Я прошел в хату. Все старенькое одеяло было изрешечено. Пули выщербили глиняный пол под топчаном, рикошетя, побили стены. "Да, повезло мне в это утро, крупно повезло", - думал я, разглядывая одеяло.
Не случайно, конечно, этот конопатый парень, дав очередь, помчался по тропе через озимь в сторону родника. У него, наверно, было два задания: прикончить меня и взять из схорона узелки. Два простейших задания: убить человека и захватить попутно сало и бельишко.
Конечно же теперь нечего было и думать устраивать засаду у родника. Они туда больше не придут. Ведь конопатый убит неподалеку. Мы по-прежнему останемся в неведении. Откуда, кем, когда будет нанесен следующий удар?
...Телегу с убитым бандитом-верзилой мы провезли по селу. Солнце уже приподнялось над туманом, и в село вернулись краски. Заиграли желто-зеленые листья на тополях, неровными алыми свечами зажглись в садах вишни, тусклой медью обозначились дубки. Над трубами поднялись ровные белые струйки дымков. Под солнечными лучами соломенные крыши закурились паром, иней пятнами сходил с них, и вскоре по завалинкам застучала капель. Вызеленялась трава. Наступил обычный утренний час листопада; прогреваясь, отмороженные черенки листьев легко отцеплялись от ветвей, и всюду - под дубками, тополями, вишнями, акациями, яблонями - закружилась осенняя метель. Ранние заморозки, ранние заморозки.

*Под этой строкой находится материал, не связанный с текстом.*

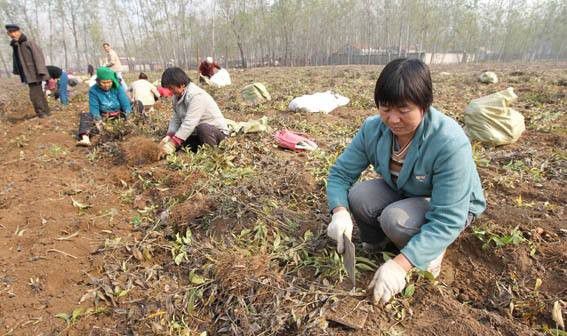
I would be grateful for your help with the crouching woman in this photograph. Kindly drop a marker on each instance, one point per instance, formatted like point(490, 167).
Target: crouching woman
point(429, 189)
point(107, 99)
point(196, 119)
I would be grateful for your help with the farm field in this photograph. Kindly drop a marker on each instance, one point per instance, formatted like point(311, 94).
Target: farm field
point(231, 241)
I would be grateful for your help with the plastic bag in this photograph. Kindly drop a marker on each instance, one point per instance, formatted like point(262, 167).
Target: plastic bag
point(490, 119)
point(488, 77)
point(295, 141)
point(220, 79)
point(318, 102)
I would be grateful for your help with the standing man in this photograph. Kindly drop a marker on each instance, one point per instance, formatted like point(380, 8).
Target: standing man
point(62, 78)
point(113, 62)
point(207, 69)
point(144, 94)
point(29, 64)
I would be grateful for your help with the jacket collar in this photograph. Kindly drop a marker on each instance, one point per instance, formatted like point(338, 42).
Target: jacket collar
point(384, 153)
point(23, 38)
point(178, 101)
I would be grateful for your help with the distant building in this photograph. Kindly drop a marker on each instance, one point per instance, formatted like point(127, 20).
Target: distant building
point(447, 58)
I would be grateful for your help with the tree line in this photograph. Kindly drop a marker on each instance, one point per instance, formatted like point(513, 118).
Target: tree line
point(286, 32)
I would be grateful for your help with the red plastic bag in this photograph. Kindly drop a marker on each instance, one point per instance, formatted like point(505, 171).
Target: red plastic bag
point(295, 141)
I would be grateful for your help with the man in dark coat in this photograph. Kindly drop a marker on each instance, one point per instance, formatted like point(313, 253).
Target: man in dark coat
point(29, 64)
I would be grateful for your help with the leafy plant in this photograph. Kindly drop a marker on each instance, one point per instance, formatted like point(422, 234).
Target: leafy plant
point(180, 247)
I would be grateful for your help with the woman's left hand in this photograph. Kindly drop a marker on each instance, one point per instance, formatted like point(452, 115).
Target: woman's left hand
point(389, 280)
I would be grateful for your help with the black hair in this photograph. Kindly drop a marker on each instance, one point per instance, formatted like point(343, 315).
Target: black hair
point(174, 77)
point(54, 72)
point(404, 80)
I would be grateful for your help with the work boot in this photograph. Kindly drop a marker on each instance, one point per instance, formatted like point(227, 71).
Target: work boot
point(85, 141)
point(435, 265)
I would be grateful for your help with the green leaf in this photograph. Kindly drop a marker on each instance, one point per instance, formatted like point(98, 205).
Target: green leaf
point(366, 261)
point(196, 279)
point(179, 258)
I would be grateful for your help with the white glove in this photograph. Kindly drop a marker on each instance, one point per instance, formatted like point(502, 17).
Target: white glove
point(166, 148)
point(165, 139)
point(99, 125)
point(389, 280)
point(340, 223)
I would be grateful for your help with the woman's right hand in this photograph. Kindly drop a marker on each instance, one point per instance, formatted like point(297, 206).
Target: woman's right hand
point(341, 223)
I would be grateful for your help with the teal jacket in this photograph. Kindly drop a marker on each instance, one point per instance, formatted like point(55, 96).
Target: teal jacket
point(101, 101)
point(439, 165)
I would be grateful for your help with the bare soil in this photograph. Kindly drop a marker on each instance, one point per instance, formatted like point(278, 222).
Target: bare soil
point(97, 231)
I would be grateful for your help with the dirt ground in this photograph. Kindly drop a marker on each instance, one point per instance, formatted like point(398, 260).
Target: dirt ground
point(230, 241)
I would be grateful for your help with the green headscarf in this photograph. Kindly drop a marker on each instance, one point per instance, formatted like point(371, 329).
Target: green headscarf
point(104, 73)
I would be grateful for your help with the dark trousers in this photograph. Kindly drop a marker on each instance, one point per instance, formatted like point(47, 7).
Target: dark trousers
point(38, 99)
point(204, 134)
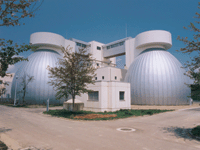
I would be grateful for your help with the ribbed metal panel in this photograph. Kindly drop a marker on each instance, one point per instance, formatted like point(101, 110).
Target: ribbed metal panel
point(39, 90)
point(156, 78)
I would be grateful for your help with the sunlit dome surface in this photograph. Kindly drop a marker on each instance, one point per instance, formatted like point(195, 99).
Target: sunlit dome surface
point(39, 90)
point(156, 78)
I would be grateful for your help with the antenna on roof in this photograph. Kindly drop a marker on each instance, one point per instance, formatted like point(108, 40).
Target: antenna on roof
point(126, 30)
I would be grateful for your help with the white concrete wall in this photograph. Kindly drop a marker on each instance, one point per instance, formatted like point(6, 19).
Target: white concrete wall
point(7, 79)
point(108, 97)
point(109, 74)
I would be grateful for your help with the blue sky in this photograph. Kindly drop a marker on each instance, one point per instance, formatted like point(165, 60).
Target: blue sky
point(105, 20)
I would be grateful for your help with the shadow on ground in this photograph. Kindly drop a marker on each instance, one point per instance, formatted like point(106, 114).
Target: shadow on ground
point(2, 130)
point(179, 132)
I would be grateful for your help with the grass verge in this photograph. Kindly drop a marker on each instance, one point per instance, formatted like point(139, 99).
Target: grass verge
point(30, 106)
point(196, 131)
point(89, 115)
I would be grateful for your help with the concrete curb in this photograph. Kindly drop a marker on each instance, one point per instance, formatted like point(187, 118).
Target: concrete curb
point(193, 136)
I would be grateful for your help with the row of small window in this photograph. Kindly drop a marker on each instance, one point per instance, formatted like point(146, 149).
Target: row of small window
point(94, 96)
point(103, 78)
point(81, 45)
point(115, 45)
point(84, 46)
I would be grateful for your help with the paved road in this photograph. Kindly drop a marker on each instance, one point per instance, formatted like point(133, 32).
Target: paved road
point(165, 131)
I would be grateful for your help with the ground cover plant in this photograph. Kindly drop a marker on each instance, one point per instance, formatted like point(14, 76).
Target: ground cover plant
point(31, 106)
point(196, 131)
point(89, 115)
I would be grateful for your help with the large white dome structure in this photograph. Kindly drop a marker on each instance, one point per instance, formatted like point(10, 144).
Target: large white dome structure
point(38, 91)
point(157, 78)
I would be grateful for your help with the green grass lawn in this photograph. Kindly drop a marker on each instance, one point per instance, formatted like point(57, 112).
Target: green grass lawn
point(30, 106)
point(196, 131)
point(119, 114)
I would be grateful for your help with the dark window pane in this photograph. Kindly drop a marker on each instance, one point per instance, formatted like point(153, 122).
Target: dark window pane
point(121, 95)
point(99, 48)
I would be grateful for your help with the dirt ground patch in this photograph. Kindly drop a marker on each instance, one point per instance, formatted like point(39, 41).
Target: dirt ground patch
point(94, 116)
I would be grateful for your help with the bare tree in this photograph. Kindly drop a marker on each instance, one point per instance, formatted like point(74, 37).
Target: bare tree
point(74, 72)
point(193, 46)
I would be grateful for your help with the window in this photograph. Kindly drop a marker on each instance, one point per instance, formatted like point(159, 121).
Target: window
point(93, 96)
point(98, 48)
point(121, 95)
point(83, 45)
point(115, 45)
point(78, 44)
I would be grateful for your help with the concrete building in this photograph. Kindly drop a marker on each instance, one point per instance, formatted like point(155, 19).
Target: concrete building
point(149, 67)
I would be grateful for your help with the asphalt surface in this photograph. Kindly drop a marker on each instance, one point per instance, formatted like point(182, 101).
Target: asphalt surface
point(165, 131)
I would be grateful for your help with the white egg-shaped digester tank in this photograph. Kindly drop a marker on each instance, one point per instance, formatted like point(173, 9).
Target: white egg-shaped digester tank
point(38, 91)
point(157, 78)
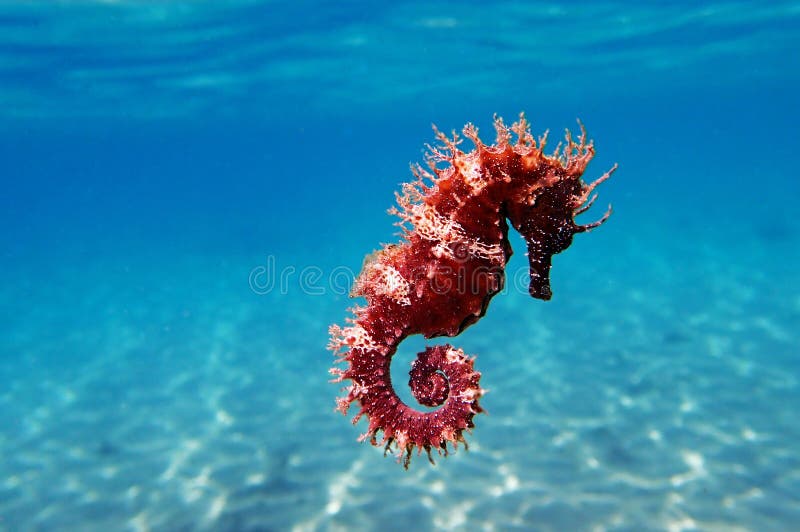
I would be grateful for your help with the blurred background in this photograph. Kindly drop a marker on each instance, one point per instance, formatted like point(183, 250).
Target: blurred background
point(189, 187)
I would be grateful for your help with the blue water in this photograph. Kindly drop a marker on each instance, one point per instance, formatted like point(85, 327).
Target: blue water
point(188, 188)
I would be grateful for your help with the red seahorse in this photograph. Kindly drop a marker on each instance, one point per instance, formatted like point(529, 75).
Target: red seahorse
point(441, 277)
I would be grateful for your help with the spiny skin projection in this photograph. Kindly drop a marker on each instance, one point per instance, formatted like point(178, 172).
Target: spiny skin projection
point(440, 278)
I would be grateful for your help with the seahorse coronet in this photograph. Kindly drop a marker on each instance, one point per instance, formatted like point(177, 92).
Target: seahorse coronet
point(440, 278)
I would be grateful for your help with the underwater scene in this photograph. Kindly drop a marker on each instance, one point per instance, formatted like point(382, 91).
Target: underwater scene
point(208, 255)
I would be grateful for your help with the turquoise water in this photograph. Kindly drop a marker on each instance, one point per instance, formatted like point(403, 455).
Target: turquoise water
point(189, 186)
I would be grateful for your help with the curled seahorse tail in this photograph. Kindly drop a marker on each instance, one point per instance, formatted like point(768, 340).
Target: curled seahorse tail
point(441, 376)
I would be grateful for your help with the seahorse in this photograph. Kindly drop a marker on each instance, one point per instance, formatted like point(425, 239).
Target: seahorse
point(439, 279)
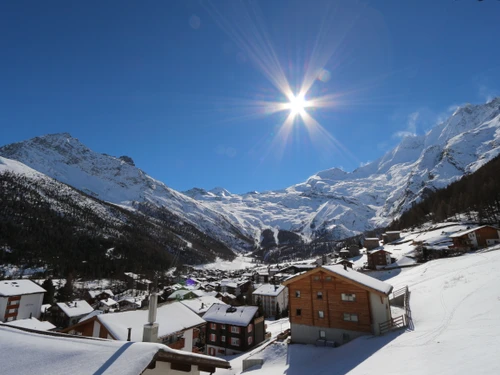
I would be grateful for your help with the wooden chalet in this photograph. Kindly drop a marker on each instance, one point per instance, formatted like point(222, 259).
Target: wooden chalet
point(232, 330)
point(378, 258)
point(331, 305)
point(371, 243)
point(475, 238)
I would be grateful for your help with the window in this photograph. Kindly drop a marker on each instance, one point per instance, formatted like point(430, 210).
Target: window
point(350, 297)
point(350, 317)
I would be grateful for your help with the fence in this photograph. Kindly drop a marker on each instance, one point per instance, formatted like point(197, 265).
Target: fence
point(405, 320)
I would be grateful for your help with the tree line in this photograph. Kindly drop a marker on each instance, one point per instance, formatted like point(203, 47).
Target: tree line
point(475, 196)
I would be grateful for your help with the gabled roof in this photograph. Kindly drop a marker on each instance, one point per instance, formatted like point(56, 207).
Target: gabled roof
point(31, 352)
point(95, 293)
point(171, 318)
point(75, 308)
point(360, 279)
point(234, 315)
point(19, 287)
point(269, 290)
point(202, 304)
point(32, 323)
point(460, 234)
point(377, 250)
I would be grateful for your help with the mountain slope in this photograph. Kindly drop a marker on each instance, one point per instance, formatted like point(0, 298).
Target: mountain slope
point(44, 222)
point(118, 181)
point(330, 205)
point(337, 204)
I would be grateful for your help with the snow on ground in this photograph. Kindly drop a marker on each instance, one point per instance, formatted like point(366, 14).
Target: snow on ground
point(277, 326)
point(455, 306)
point(239, 263)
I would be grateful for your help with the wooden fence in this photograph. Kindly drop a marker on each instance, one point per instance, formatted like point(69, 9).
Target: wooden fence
point(404, 320)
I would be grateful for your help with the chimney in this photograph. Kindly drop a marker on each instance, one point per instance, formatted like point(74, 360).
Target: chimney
point(150, 332)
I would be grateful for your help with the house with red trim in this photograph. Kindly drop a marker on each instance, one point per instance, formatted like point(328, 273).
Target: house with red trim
point(233, 329)
point(331, 305)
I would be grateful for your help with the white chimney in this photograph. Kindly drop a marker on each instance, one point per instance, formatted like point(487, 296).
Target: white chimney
point(150, 333)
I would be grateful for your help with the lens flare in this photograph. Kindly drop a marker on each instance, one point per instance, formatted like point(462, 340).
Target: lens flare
point(297, 105)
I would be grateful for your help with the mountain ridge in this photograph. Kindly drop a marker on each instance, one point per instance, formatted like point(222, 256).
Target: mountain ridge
point(331, 204)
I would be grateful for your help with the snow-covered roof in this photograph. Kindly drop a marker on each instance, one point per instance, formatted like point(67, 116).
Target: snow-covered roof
point(19, 287)
point(182, 292)
point(202, 304)
point(32, 323)
point(75, 308)
point(45, 307)
point(137, 278)
point(460, 234)
point(269, 290)
point(171, 318)
point(360, 278)
point(108, 302)
point(234, 315)
point(228, 295)
point(377, 250)
point(91, 315)
point(95, 293)
point(52, 353)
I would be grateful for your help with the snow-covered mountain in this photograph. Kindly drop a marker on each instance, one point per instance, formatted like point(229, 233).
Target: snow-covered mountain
point(330, 204)
point(118, 181)
point(340, 204)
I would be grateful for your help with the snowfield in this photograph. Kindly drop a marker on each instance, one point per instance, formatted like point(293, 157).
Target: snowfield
point(455, 305)
point(334, 202)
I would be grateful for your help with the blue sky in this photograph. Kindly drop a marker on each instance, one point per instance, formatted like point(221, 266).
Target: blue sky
point(182, 86)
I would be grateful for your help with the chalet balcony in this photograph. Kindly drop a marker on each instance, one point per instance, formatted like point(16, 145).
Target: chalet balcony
point(178, 344)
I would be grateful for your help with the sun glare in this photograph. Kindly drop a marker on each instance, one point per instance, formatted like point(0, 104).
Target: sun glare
point(297, 104)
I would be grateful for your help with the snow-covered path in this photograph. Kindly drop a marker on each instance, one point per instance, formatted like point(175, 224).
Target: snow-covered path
point(456, 329)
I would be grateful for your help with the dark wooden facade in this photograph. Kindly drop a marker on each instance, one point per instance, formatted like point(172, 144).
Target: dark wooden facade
point(476, 238)
point(316, 300)
point(378, 258)
point(221, 336)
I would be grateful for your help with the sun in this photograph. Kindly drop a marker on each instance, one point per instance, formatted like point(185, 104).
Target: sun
point(297, 104)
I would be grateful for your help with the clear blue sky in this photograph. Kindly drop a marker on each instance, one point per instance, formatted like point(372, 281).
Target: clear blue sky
point(173, 84)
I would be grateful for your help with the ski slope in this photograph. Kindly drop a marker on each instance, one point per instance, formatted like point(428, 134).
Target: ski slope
point(455, 305)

– А к хате Варвары он не подходил, - сообщил Попеленко.
– Догадываюсь...
Я ничего не сказал своему приятелю об Антонине. Я подумал, что она никак не могла предупредить бандитов о приезде Абросимова. И вообще... Я же помнил, как она стояла у брички и смотрела на этого незнакомого ей райкомовского хлопца.
Рука конопатого парня свесилась с телеги, желтые от курева негнущиеся уже, твердые пальцы чиркали об обод колеса. И хотя передо мной был враг, к мертвому я уже не чувствовал никакой ненависти. Больно мне было. В следующий раз, быть может, они ухлопают меня. Потом настанет зима, и "ястребки", как зверей, выследят в лесах бандюг. Снова будут мертвые на телегах. А озимь занимает небольшой лишь клинышек на без того необширных приглухарских полях. Некому пахать, некому сеять. И по-прежнему бабы будут тащить на себе тяжкую ношу всей крестьянской работы.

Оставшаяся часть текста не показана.